DotScrapy Persistence addon

Modified on Wed, 3 Feb, 2021 at 9:38 AM

This addon keeps the content of the .scrapy directory in a persistent store, which is loaded when the spider starts and saved when the spider finishes. It allows spiders to share data between different runs, keeping a state or any kind of data that needs to be persisted.

The .scrapy directory is well known in Scrapy and a few extensions use it to keep a state between runs.
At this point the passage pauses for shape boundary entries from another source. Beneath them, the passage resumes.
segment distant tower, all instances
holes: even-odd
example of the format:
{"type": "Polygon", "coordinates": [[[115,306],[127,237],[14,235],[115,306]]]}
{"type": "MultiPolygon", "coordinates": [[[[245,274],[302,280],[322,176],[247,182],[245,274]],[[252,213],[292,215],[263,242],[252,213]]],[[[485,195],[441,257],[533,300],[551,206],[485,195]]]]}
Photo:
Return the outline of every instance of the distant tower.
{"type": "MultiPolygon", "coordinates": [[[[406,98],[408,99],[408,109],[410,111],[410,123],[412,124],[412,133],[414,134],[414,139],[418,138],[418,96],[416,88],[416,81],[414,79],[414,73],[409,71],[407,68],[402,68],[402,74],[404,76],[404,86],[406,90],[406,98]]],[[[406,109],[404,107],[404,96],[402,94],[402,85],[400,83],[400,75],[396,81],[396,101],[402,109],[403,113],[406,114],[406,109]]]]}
The canonical way to work with the .scrapy directory is by calling the scrapy.utils.project.data_path function, as illustrated in the following example:

from scrapy.utils.project import data_path

filename = 'data.txt'
mydata_path = data_path(filename)

# in a local project mydata_path will be /<SCRAPY_PROJECT>/.scrapy/data.txt
# on Scrapy Cloud mydata_path will be /Zyte/.scrapy/data.txt
# use mydata_path to store or read data which will be persisted among runs
# for instance:

if os.path.exists(mydata_path) and os.path.getsize(mydata_path) > 0:
    with open(mydata_path, 'r') as f:
        canned_cookie_jar = f.read()
        cookies_to_send = ast.literal_eval(canned_cookie_jar)

yield scrapy.Request(url='<SOME_URL>', callback=self.parse, cookies=cookies_to_send,)

Supported settings:

DOTSCRAPY_ENABLED -- enables or disables DotScrapy addon (either project-wide or per spider)